Back in May, the company reported a 20% jump in sales growth over the first four months of 2022. Importantly, the company stated that actions taken on pricing and productivity had managed to “offset inflationary pressures in the supply chain“. This has had a knock on effect of supporting margins at both its Apparel & Footwear and Performance Materials divisions. That all sounds encouraging to me and may help to explain why the shares are down just 3% year-to-date.
Like all businesses, Coats is remaining “vigilant of potential macro-economic conditions“. And, yes, there’s always a chance that this baby could get chucked out with the bathwater. That said, I think the shares already look good value with a price-to-earnings (P/E) ratio of 11.

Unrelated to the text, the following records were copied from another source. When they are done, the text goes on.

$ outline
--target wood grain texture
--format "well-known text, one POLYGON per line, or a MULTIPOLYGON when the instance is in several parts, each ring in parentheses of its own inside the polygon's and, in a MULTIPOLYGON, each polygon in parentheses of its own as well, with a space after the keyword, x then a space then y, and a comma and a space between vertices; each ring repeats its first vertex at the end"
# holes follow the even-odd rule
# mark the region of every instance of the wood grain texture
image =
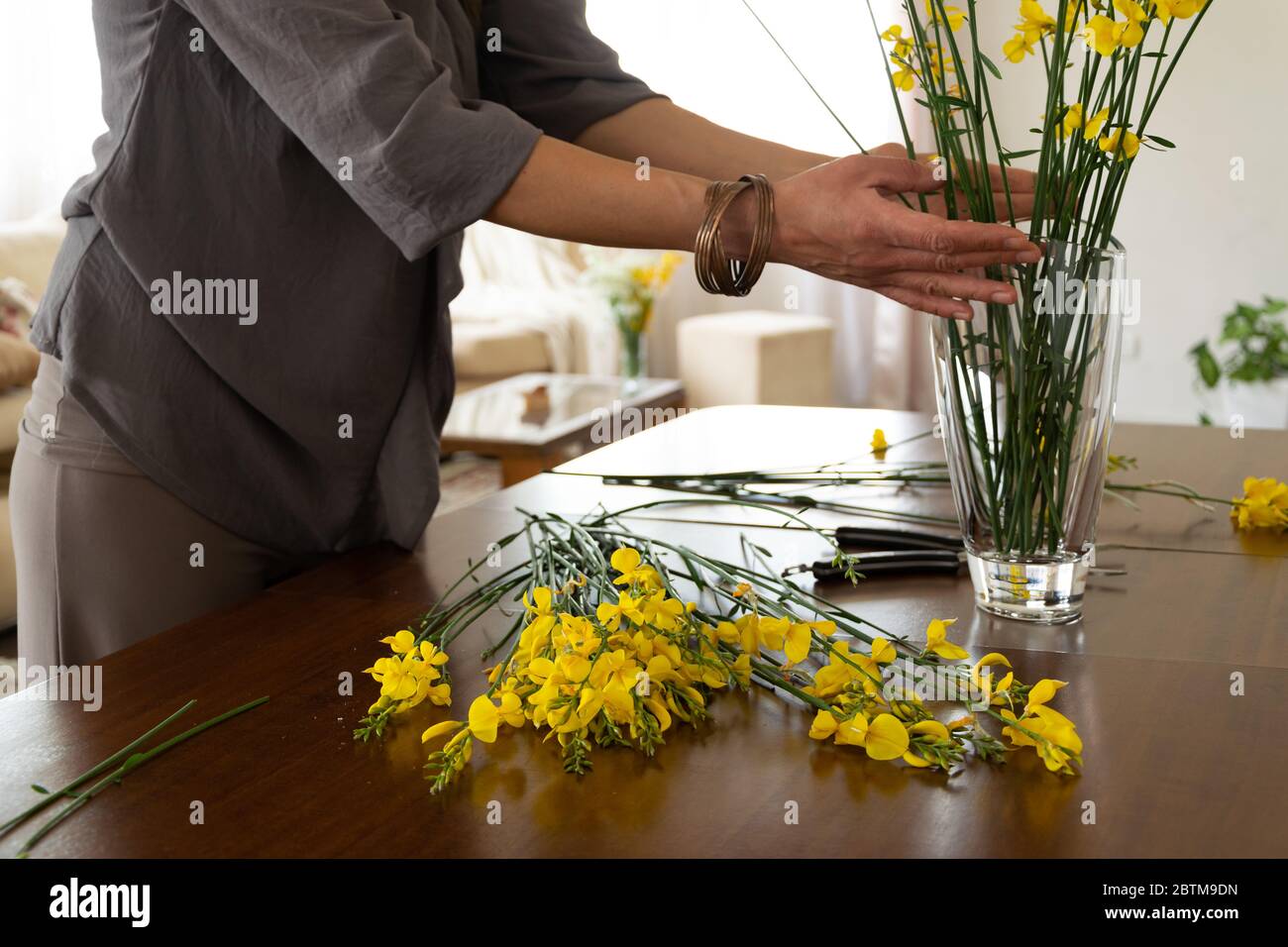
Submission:
MULTIPOLYGON (((862 430, 873 420, 864 414, 831 419, 862 430)), ((917 420, 908 419, 909 426, 917 420)), ((882 423, 890 434, 890 419, 882 423)), ((711 426, 692 430, 714 437, 711 426)), ((1124 425, 1121 435, 1124 450, 1140 445, 1131 450, 1141 455, 1191 438, 1182 479, 1195 486, 1220 482, 1235 466, 1206 443, 1208 432, 1124 425)), ((635 441, 604 450, 635 450, 635 441)), ((1266 463, 1275 452, 1288 457, 1288 434, 1257 441, 1266 463)), ((604 456, 578 464, 590 460, 604 456)), ((515 504, 545 509, 545 497, 581 513, 600 500, 622 505, 631 492, 544 474, 435 519, 416 554, 374 548, 343 557, 109 657, 98 713, 32 692, 0 701, 0 817, 32 801, 32 781, 61 785, 191 697, 198 700, 194 723, 267 693, 268 705, 100 795, 36 854, 1288 854, 1279 814, 1288 778, 1279 752, 1288 709, 1288 559, 1224 554, 1235 551, 1217 549, 1231 539, 1224 518, 1191 522, 1189 508, 1168 504, 1132 514, 1158 550, 1106 551, 1101 560, 1124 566, 1128 576, 1097 580, 1084 620, 1073 626, 1032 629, 984 616, 966 579, 881 580, 837 594, 912 636, 930 617, 957 616, 954 639, 972 652, 1005 649, 1024 679, 1070 682, 1057 706, 1078 722, 1087 746, 1077 778, 1051 776, 1030 752, 954 777, 872 763, 854 747, 808 740, 810 715, 762 691, 717 697, 711 725, 672 732, 653 760, 596 751, 595 769, 582 778, 565 776, 558 752, 531 729, 509 733, 480 747, 460 785, 440 798, 429 796, 420 778, 419 736, 446 711, 417 709, 383 743, 349 738, 374 698, 361 671, 377 655, 377 639, 422 612, 468 558, 513 530, 520 522, 515 504), (1159 551, 1175 549, 1186 551, 1159 551), (1243 697, 1230 696, 1235 671, 1245 678, 1243 697), (339 692, 345 673, 357 679, 353 696, 339 692), (205 805, 205 825, 189 825, 193 800, 205 805), (491 801, 501 804, 501 825, 487 821, 491 801), (790 801, 799 804, 799 825, 784 825, 790 801), (1095 825, 1083 823, 1087 801, 1095 803, 1095 825)), ((809 533, 764 527, 652 528, 730 558, 742 533, 772 545, 784 564, 819 551, 809 533)), ((483 621, 455 648, 457 714, 483 689, 478 655, 502 624, 483 621)), ((0 840, 0 856, 33 828, 0 840)))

Coats also has PEG (price/earnings-to-growth) ratio of just 0.6. While there can be no guarantees when it comes to investing in anything, this suggests to me I’d be getting a good deal based on the potential growth that lies ahead.
At least some of the later may come from the company’s latest addition. Yesterday, it was announced that Coats will acquire global heel counters and insoles supplier Texon. Earnings accretive from the off, this addition should “deliver attractive high single digit growth in a fragmented market” and strengthen the company’s presence in the footwear/ath-leisure space.
There’s also an extremely secure-looking 2.6% dividend yield for good measure.
Tritax Eurobox
A second penny stock I’d buy today is one I’ve had an eye on for quite some time now. Tritax Eurobox (LSE: BOXE) is the lesser-known sibling of £3.5bn cap, UK-focused Tritax Big Box. Like its bigger brother, the former specialises in developing and managing logistics assets for customers.
Eurobox shares are down over 20% year-to-date, no doubt influenced by concerns of rising inflation and lower spending. The latter means potentially reduced earnings for the company’s clients. However, I suspect this will prove a temporary blip. Simply put, the ongoing migration of consumers online means warehouses of the sort that Eurobox provides will be in growing demand.
One snag with Eurobox shares is that they still look expensive, at least initially. A P/E of almost 24 looks pretty steep considering the economic headwinds. However, the company also has a PEG of just over one. So, again, I might actually be getting a decent amount of bang for my buck.
Being a real estate investment trust (REIT) means there’s a passive income stream on offer too. A yield of 5.5% as I type looks like adequate compensation for being asked to wait for a recovery.